The Eagles are grabbing motivation where they can find it. Cornerback Rasul Douglas, coming off a courageous effort in last week’s Dallas loss, said winning in L.A. is more important this year than last.
“If we didn’t win last year, we would have clinched the next week. So it wouldn’t have really mattered,” Douglas said. “This game is like, if you lose, you can start planning your trips to wherever you’re going in the offseason. So I think this game is kind of bigger.”
Last year, linebacker Nigel Bradham deflected a last-play Rams lateral to defensive end Brandon Graham, who ran it in from the Rams' 16 to set the final score.
Asked about being such a huge underdog this year, Bradham said: “That doesn’t determine who wins and loses the game.”
Bradham is playing with a cast on a broken thumb. Behind him, the only Week 1 starter from the secondary who will play this week is safety Malcolm Jenkins. Last week, four of the top six defensive backs were sidelined.
“We’ve had a lot of injuries, which is crazy. As far as what has happened to us in our secondary, as a defense, [that] is insane,” Bradham said. “I’ve never seen that many starters go down, key players. It is what it is … We do our best to get everybody ready and be able to play and have everybody ready to contribute, to win.
Bradham made the point that injuries notwithstanding, the Eagles put themselves on the brink of elimination. They blew 17-0 second-half leads against Tennessee and Carolina.
“We’ve given a lot of games away, I feel like. We just gotta finish. The reason we are where we are today is because we put ourselves here,” he said. “You look at some of our games … One thing we were doing last year that we’re not doing this year is winning close games.”
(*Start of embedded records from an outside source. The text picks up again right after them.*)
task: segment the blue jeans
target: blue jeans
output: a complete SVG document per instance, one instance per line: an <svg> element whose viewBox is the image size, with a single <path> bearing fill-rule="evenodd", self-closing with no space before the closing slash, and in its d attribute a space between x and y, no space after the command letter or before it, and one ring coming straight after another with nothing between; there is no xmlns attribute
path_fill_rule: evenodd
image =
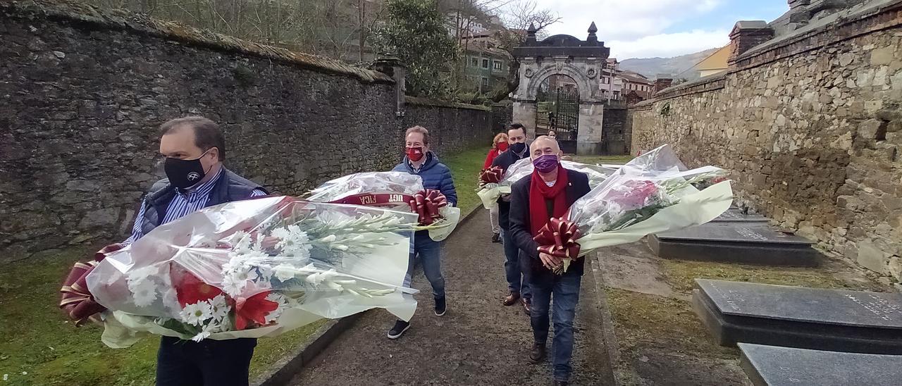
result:
<svg viewBox="0 0 902 386"><path fill-rule="evenodd" d="M432 295L445 298L445 277L442 276L442 243L429 238L428 232L419 231L413 236L413 248L407 265L405 284L410 285L417 262L423 265L423 274L432 284Z"/></svg>
<svg viewBox="0 0 902 386"><path fill-rule="evenodd" d="M256 339L163 336L157 352L157 386L246 386Z"/></svg>
<svg viewBox="0 0 902 386"><path fill-rule="evenodd" d="M551 346L552 375L556 381L569 381L573 366L573 319L579 301L579 286L583 277L574 272L556 275L548 271L533 272L529 279L532 290L532 335L536 343L544 345L548 340L548 307L554 294L551 319L555 324L555 339Z"/></svg>
<svg viewBox="0 0 902 386"><path fill-rule="evenodd" d="M523 275L520 270L520 248L513 244L511 230L502 229L502 242L504 243L504 274L508 280L508 290L511 292L518 292L524 299L529 300L532 299L532 293L529 291L526 275Z"/></svg>

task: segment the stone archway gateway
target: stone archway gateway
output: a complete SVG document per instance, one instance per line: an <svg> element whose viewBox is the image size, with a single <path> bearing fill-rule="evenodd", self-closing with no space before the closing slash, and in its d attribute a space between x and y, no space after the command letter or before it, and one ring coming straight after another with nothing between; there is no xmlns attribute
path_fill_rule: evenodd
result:
<svg viewBox="0 0 902 386"><path fill-rule="evenodd" d="M597 32L593 23L585 41L554 35L538 41L536 27L530 25L526 41L513 51L520 63L513 121L524 124L533 138L557 124L565 132L558 142L566 152L600 154L603 150L605 99L600 96L599 78L611 51L598 41ZM552 109L553 118L548 115Z"/></svg>

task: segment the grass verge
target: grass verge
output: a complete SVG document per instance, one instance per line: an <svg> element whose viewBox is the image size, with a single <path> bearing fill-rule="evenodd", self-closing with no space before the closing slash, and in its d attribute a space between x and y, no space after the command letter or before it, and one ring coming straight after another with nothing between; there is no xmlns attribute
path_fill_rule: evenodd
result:
<svg viewBox="0 0 902 386"><path fill-rule="evenodd" d="M605 288L620 351L612 364L625 385L747 384L739 350L718 345L688 301L695 279L887 290L856 269L828 259L820 267L801 268L665 260L648 253L636 257L654 262L657 277L675 297Z"/></svg>
<svg viewBox="0 0 902 386"><path fill-rule="evenodd" d="M457 207L461 216L466 216L479 204L476 188L479 186L479 172L483 170L489 147L478 147L451 154L438 154L442 163L451 169L454 185L457 189Z"/></svg>

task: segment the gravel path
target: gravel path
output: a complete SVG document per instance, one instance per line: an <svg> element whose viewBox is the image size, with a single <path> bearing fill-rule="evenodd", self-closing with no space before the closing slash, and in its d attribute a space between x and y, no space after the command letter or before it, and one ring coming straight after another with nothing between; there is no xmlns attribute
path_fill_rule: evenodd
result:
<svg viewBox="0 0 902 386"><path fill-rule="evenodd" d="M290 382L291 385L548 385L550 364L530 364L529 317L503 307L504 255L491 243L488 211L455 232L442 257L448 311L432 313L432 292L421 271L414 276L419 308L400 339L385 334L394 317L364 315ZM593 262L594 264L594 262ZM583 278L576 313L572 384L607 385L612 379L602 338L594 275ZM549 337L550 354L550 337Z"/></svg>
Right guard Brandon Brooks said he doesn’t see this year’s L.A. game all that differently.
“To me, it’s like I’m going out there, trying to win a game. Let’s not ignore the obvious – this time last year our record was different, etc., etc., but I think the goal is still the same,” Brooks said. “Go 1-0 to win a game … It’s the same mission, the same goal.”
Jenikins said: “We had a lot more wins last year. I doesn’t change nothin’ when it comes to what happens once the whistle blows. But maybe your mood going into the game’s a little different.”
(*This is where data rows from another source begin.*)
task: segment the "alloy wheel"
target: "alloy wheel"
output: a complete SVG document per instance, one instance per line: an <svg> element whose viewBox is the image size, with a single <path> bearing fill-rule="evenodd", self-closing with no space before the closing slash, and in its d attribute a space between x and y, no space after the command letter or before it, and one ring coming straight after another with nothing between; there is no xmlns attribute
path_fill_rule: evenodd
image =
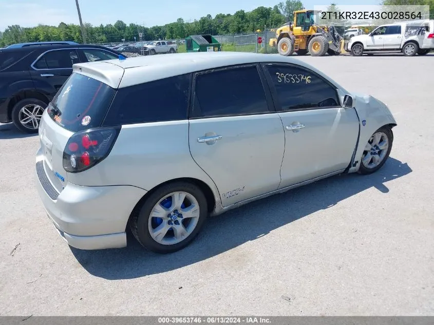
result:
<svg viewBox="0 0 434 325"><path fill-rule="evenodd" d="M414 46L414 45L413 45L411 43L410 43L409 44L407 45L405 47L405 48L404 49L404 51L405 52L405 54L408 55L411 55L413 53L414 53L414 51L416 50L416 47Z"/></svg>
<svg viewBox="0 0 434 325"><path fill-rule="evenodd" d="M362 156L362 163L367 168L372 169L384 160L389 148L389 139L385 133L374 133L365 146Z"/></svg>
<svg viewBox="0 0 434 325"><path fill-rule="evenodd" d="M354 47L353 48L353 53L356 55L358 55L362 53L362 45L358 44L354 45Z"/></svg>
<svg viewBox="0 0 434 325"><path fill-rule="evenodd" d="M197 200L190 193L173 192L153 208L148 228L153 239L163 245L177 244L190 236L199 221Z"/></svg>
<svg viewBox="0 0 434 325"><path fill-rule="evenodd" d="M26 105L20 110L20 122L26 128L36 130L39 127L44 110L44 109L39 105Z"/></svg>

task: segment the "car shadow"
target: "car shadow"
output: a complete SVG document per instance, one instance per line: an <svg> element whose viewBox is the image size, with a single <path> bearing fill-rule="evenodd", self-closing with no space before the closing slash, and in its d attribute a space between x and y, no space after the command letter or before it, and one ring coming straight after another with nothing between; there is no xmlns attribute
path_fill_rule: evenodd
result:
<svg viewBox="0 0 434 325"><path fill-rule="evenodd" d="M6 140L8 139L21 139L29 138L37 136L37 133L29 134L24 133L18 130L13 123L0 123L0 140Z"/></svg>
<svg viewBox="0 0 434 325"><path fill-rule="evenodd" d="M133 279L166 272L267 236L275 229L330 207L368 188L375 187L387 195L389 189L385 183L412 171L407 163L390 157L381 169L370 175L343 174L258 200L210 218L190 245L170 254L146 251L130 234L125 248L70 249L87 272L108 280Z"/></svg>

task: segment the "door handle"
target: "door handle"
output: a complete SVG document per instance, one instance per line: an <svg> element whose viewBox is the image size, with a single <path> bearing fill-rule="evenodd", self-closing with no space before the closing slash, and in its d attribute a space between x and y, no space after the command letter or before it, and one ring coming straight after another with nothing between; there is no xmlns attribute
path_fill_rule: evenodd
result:
<svg viewBox="0 0 434 325"><path fill-rule="evenodd" d="M298 129L302 129L305 127L304 124L298 124L297 125L290 125L289 126L287 126L286 129L287 130L298 130Z"/></svg>
<svg viewBox="0 0 434 325"><path fill-rule="evenodd" d="M208 142L209 141L215 141L216 140L219 140L223 138L221 136L213 136L212 137L201 137L197 138L197 142L199 143L203 143L203 142Z"/></svg>

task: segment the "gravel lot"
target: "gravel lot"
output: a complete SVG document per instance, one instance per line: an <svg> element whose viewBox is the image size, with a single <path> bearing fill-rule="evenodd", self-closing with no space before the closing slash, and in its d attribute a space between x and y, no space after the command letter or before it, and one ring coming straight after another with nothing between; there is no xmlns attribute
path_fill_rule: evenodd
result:
<svg viewBox="0 0 434 325"><path fill-rule="evenodd" d="M0 125L0 315L434 315L434 55L301 60L389 106L390 158L211 218L171 255L69 247L37 137Z"/></svg>

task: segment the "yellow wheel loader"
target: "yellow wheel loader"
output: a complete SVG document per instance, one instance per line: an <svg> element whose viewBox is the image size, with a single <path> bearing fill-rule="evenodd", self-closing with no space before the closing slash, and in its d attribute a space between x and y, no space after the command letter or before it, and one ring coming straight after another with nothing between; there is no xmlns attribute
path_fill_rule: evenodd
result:
<svg viewBox="0 0 434 325"><path fill-rule="evenodd" d="M313 56L328 53L341 53L344 39L333 26L320 26L316 23L319 11L297 10L294 12L294 22L285 24L276 31L276 38L270 40L270 46L277 46L281 55L294 52L304 55L308 51Z"/></svg>

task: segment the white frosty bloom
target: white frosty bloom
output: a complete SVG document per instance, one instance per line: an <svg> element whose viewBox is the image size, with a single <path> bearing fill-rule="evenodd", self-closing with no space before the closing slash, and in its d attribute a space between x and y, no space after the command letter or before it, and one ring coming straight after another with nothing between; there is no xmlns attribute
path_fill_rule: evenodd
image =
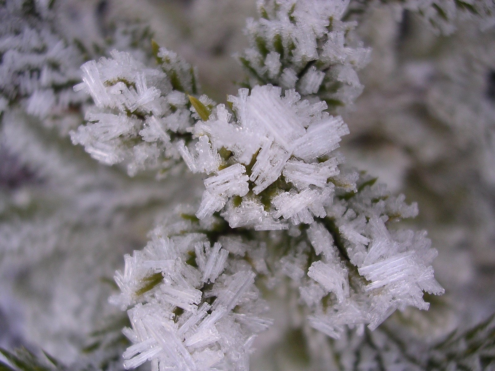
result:
<svg viewBox="0 0 495 371"><path fill-rule="evenodd" d="M341 20L348 1L269 0L258 3L260 18L248 22L250 47L239 57L255 83L317 94L336 110L362 91L356 71L370 49L350 36L355 25Z"/></svg>
<svg viewBox="0 0 495 371"><path fill-rule="evenodd" d="M110 55L82 67L83 82L75 89L89 93L96 107L88 110L88 124L72 133L72 140L104 163L124 163L130 175L145 169L164 172L179 158L172 143L192 123L186 91L176 87L193 84L196 89L195 72L163 48L161 69L147 68L128 52Z"/></svg>
<svg viewBox="0 0 495 371"><path fill-rule="evenodd" d="M326 217L302 234L290 231L294 242L281 240L287 255L268 258L276 276L298 286L309 325L331 337L348 327L374 329L397 309L427 309L423 292L444 292L433 276L437 252L426 232L390 225L415 216L416 205L393 197L375 180L361 178L356 191L339 191Z"/></svg>
<svg viewBox="0 0 495 371"><path fill-rule="evenodd" d="M190 169L213 174L204 181L200 219L225 207L231 227L271 230L286 228L281 218L298 224L325 216L334 193L329 180L340 176L334 151L347 126L323 111L324 102L300 100L294 90L281 93L271 85L240 90L229 97L235 120L219 105L195 126L196 149L180 144Z"/></svg>
<svg viewBox="0 0 495 371"><path fill-rule="evenodd" d="M271 321L262 317L254 273L235 253L229 256L242 251L242 243L228 238L212 245L197 232L214 220L201 227L179 218L126 256L115 276L122 293L112 298L131 307L126 368L149 360L156 370L248 370L253 340Z"/></svg>

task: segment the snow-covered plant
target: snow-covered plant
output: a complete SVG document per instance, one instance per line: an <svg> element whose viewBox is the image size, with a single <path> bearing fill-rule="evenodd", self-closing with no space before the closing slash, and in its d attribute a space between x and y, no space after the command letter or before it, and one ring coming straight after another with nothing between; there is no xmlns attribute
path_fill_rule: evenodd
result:
<svg viewBox="0 0 495 371"><path fill-rule="evenodd" d="M493 189L493 2L260 0L222 102L186 61L200 54L139 22L64 32L58 1L0 1L0 319L22 308L6 332L35 350L0 348L0 369L248 371L281 352L273 369L494 366L493 318L451 332L491 302L470 318L436 298L433 264L451 268L417 204L353 161L378 121L429 175L464 156L456 186ZM391 46L411 27L438 43L426 61Z"/></svg>

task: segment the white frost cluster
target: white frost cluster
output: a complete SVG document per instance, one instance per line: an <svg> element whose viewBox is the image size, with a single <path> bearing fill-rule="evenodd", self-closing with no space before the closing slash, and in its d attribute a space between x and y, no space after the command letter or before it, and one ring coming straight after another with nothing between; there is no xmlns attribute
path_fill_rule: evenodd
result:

Long played the first eight seasons of his career as a Ram, albeit in St. Louis. He credited the Rams for building on their 11-5 2017 season, but said this is not a mismatch.
“Obviously, we’re not as popular a team right now, but I feel like we’re just as capable of competing with good teams. We’re going to have to play our best game,” Long said. “It’s going to be a big atmosphere. Those guys have earned that atmosphere every week. They’ve been consistent, they’ve been great all year.”
A questioner mentioned to Graham that this year’s meeting isn’t quite the same level showdown as last time. He disagreed.
“It’s still a showdown, baby! It’s a showdown! Sunday night! Show-down! Game of the week!” Graham said.
Last year, Wentz’s injury overshadowed everything, but the Eagles did leave the tiny visitors’ locker room wearing NFC East Champions hats. They won’t be getting those this Sunday.
“It might not be NFC East [champs], but hopefully, we’re still going. We just need to get a seat at the table,” Graham said. “That’s our main focus. We just got to win out.”
Graham said winning this game would make the kind of statement the 2018 Eagles have yearned to make, though “It’s not going to be easy.”
A year ago, Graham ended his touchdown jaunt celebrating in the stands with Eagles fans, who covered a large swath of stadium.
“I just remember Nigel making [Tavon Austin] cough it up. That ball just right there, right in my hands,” Graham said. “When I looked at the replay, I didn’t even [remember] how I switched hands and did a stiff-arm. I didn’t even know. It just came natural. Then I jumped in the stands; that was cool. That was just natural, too. I saw fans going crazy.”
A year later, very little seems to come “natural.”